What are we looking for?
U.S. companies that are growing their sales. While earnings grab investors' attention, no firm can perpetually expand its profits if revenue remains stagnant.
In this plodding recovery, many enterprises are facing tough markets and cautious customers. So focusing on businesses with surging sales may provide a way to identify stocks with a scarce resource – growth potential.
How we did it
Our friend, Craig McGee, senior consultant at CPMS Morningstar Canada, began by looking at companies that are members of the S&P 500 (for large U.S. firms), S&P 400 (mid-sized firms) or S&P 600 (small firms). He broke out the 20 firms with the highest sales growth over the past five years. To ensure adequate diversification, he limited any one sector to no more than four stocks.

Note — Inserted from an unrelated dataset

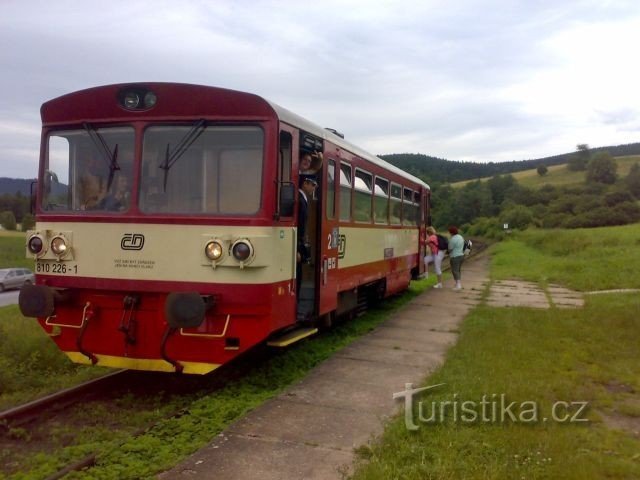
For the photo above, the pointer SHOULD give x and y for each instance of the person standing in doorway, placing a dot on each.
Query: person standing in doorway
(308, 184)
(456, 255)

The accompanying table shows price-to-earnings ratios and yields as background information, but these elements weren't factors in selecting the stocks.
More about Morningstar
Morningstar Inc. provides independent investment research in North America, Europe, Australia and Asia. Its research tool, Morningstar CPMS, provides quantitative North American equity research and portfolio analysis to institutional clients and financial advisers. CPMS data cover more than 95 per cent of the investable North American stock market.
What we found
Using the CPMS Backtest service, Mr. McGee looked at what would happened if he had selected a portfolio based on the above principles on Jan. 1, 1994, then refreshed the portfolio each year with updated selections.
He found that the strategy would have produced a total return of 20.3 per cent a year, well ahead of the 8.8 per cent total return generated over the same period by the S&P 500.
Remember, though, that these results do not take into account taxes or trading fees. As always, you should do your own research before buying any of the stocks listed here. And keep in mind that strategies that worked in the past don't always continue to perform well.